To get the best value on a new car, propose that a fair deal is a few hundred dollars above invoice or their invoice price. That way you get a good deal, and the dealer still makes a margin. Negotiate using incentives and dealer cash backs. Dealer cash backs are discounts given to them by the manufacturer to steer customers away from competing brands. Some of these cash back discounts can then be passed to you in the form of a lower vehicle price. Promotions can exist nationally, regionally, and even locally.
Also, don't forget about the costs of financing. Many buyers become wrapped up on negotiating the best vehicle price that they lose sight on also negotiating the best financing terms. Ask for a lower interest rate or leasing terms as dealers have some sway with their lender partnerships. Use LendingTree to shop, compare, and look for other auto financing terms before going to a dealership and bring your offers with you. You'll either find a better deal elsewhere through another lender or have leverage for negotiating better terms at the table.
It's helpful to know what a hold back is, but it's only one piece of the negotiation strategy. It might not always be possible to find a dealer's true cost, so use your best judgement and use trusted sites that provide real market values and what others paid for similar vehicles. Some manufacturers also don't use holdbacks, but many do.
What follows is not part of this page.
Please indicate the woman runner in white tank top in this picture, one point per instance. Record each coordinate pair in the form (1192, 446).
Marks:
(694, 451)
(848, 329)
Here is a list of dealer holdbacks by vehicle brand.
|Acura||2% of the Base MSRP|
|Buick||3% of the Total MSRP|
|Cadillac||3% of the Total MSRP|
|Chevrolet||3% of the Total MSRP|
|Chrysler||3% of the Total MSRP|
|Dodge||3% of the Total MSRP|
|FIAT||3% of the Total MSRP|
|Ford||3% of the Total MSRP|
|GMC||3% of the Total MSRP|
|Honda||2% of the Base MSRP|
|Hyundai||3% of the Total MSRP|
|Infiniti||1.5% of the Base MSRP|
|Jeep||3% of the Total MSRP|
|Kia||3% of the Base Invoice|
|Land Rover||No Holdback|
|Lexus||2% of the Base MSRP|
|Mazda||1% of the Base MSRP|
|Mercedes-Benz||1% of the Total MSRP|
|Mercury||3% of the Total MSRP|
|Mitsubishi||2% of the Base MSRP|
|Nissan||2% of the Total Invoice|
|Ram||3% of the Total MSRP|
|smart||3% of the Total MSRP|
|Subaru||2% of the Total MSRP (Amount may differ in Northeastern U.S.)|
|Toyota||2% of the Base MSRP|
|Volkswagen||2% of the Base MSRP|
|Volvo||1% of the Base MSRP|
- Total MSRP: If holdback is based on Total MSRP or sticker price, include the price of the vehicle and all options.
- Base MSRP: If holdback is based on a vehicles base price, calculate the holdback before options and fees.
- Total Invoice: Calculate the holdback based on the invoice price of the vehicle and what the dealer paid for options and add-ons.
- Base Invoice: Calculate the holdback based on the invoice price of the vehicle only.
Information on this chart was based on 2013 revisions. Data may have changed as of the date of this publication and current holdback percentages may be changed by individual manufacturers at any time.